Bloch's opening paragraph is the statement of this pattern:

I remember vividly Jon Bentley's first Algorithms lecture at CMU… The key lesson was to carefully consider the invariants in your programs.

The irony — Bentley's lesson is the lesson; Bentley's code is the counterexample — is the wiki mnemonic for this pattern.

The discipline¶

For each piece of code you write, ask:

What invariants does this rely on? Range of inputs, ordering, nullness, thread-ownership, monotonic sequence, freshness, referential integrity, allocation alignment, memory ordering, etc.
For each invariant, what substrate is it true in? The integers? 32-bit signed? 64-bit unsigned? IEEE 754 doubles? A TCP ordered-delivery-within-a-connection? A single-writer WAL? Strong / weak / eventual consistency? A cache with TTL? An HTTP request where X-Forwarded-For is attacker-controlled?
Is the substrate I actually have the substrate the invariant requires? If not — make them match (widen the type, switch algorithm, tighten the contract, add a guard) or write the check.

The four substrate-gap bug classes¶

Wiki taxonomy of substrate mismatches, all covered by invariant-driven discipline:

Arithmetic-overflow gap — "average of two ints" isn't, for large values (concepts/integer-overflow). Fix: patterns/safe-midpoint-computation.
Memory-safety gap — "C pointer + length" is a safe buffer only if the convention is honoured (concepts/memory-safety). Rust's response: make the invariant part of the type so it's uncompilable to violate it.
Concurrency gap — "the caller holds the lock" is a convention unless enforced. concepts/deterministic-simulation makes the check reproducible; patterns/property-based-testing makes it exhaustive.
Protocol / distributed-state gap — "the reader sees the write" requires a consistency model the storage actually offers; eventual-consistency substrate + read-your-writes invariant = bug. concepts/strong-consistency / concepts/wal-write-ahead-logging are substrates chosen to satisfy specific invariants.
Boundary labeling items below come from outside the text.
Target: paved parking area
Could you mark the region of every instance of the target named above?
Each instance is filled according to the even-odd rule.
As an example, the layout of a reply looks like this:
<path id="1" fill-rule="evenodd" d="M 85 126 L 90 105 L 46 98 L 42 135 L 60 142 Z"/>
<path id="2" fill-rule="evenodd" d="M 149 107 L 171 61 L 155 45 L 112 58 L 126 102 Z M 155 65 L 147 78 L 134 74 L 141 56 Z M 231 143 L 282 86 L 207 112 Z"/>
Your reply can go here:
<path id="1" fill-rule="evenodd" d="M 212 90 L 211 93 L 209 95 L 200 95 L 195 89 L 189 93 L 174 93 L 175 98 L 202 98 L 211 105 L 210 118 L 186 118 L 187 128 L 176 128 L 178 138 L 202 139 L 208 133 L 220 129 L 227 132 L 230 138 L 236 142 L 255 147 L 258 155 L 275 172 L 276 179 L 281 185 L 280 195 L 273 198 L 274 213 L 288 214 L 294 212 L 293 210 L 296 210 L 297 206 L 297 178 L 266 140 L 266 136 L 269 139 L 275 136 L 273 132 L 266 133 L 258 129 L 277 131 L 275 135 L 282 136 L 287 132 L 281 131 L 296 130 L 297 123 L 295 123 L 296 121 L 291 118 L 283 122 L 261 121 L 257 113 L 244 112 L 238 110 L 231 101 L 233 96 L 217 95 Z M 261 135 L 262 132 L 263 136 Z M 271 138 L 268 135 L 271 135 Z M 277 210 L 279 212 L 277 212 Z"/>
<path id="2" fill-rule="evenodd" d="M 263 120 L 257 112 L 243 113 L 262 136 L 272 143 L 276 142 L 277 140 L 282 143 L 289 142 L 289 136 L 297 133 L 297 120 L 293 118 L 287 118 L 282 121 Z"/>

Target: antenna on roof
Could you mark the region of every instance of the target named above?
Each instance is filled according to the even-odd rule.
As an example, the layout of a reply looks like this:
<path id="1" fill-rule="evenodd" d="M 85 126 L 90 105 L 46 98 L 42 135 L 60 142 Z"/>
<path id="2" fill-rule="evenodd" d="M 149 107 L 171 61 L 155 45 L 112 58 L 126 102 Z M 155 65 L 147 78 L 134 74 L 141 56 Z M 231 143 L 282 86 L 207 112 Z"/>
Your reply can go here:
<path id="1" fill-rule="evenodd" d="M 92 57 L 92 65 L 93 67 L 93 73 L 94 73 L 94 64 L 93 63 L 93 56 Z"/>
Techniques — how to operationalize¶

Type the invariant. If a value must be non-negative, use an unsigned type; if it must be sorted, use a sorted-collection type; if it must be non-null, use an Option / Maybe. The systems/aurora-dsql Rust-for-Postgres-extensions decision is an instance: encode the C-convention invariants into Rust types so violating them is uncompilable.
Assert the invariant. Write assert ! / invariant ! / debug_assert ! at every boundary where the invariant is entered or exited. Debug builds catch the violation loudly; property-based tests exercise the boundary.
Property-test the invariant (patterns/property-based-testing). Don't enumerate cases — describe the invariant as a universal property and let the test harness generate inputs that try to break it. Dropbox Nucleus is the canonical wiki instance.
Formal-model the invariant (concepts/lightweight-formal-verification). For durability-critical code, write an executable spec in the same repo + language; check the production implementation against it on every commit. ShardStore is the canonical wiki instance.
Document the invariant where the code lives. A comment above (low + high) / 2 saying "invariant: low + high fits in int" would have surfaced the bug at review time. Writing the invariant down is itself a debugging technique — half the bugs get fixed while writing the comment.

The epistemic consequence¶

From Bloch's closing paragraph:

Careful design is great. Testing is great. Formal methods are great. Code reviews are great. Static analysis is great. But none of these things alone are sufficient to eliminate bugs: They will always be with us.

Invariant-driven programming is not a silver bullet; it's a discipline that makes each of the other techniques more effective by giving them something concrete to check. Typed invariants make types catch more; asserted invariants make tests catch more; property-based invariants make generative testing cover more; formal-spec invariants make verification industrializable.

Seen in¶

sources/2025-01-11-google-nearly-all-binary-searches-and-mergesorts-are-broken-2006 — canonical: Bentley's "consider the invariants" lesson introduced in paragraph 1; canonical bug (invariant checked in mathematical-integer substrate, violated in 32-bit-int substrate) illustrated by paragraph 2 onward; meta-lesson ("program carefully, defensively, remain ever vigilant") closing the post.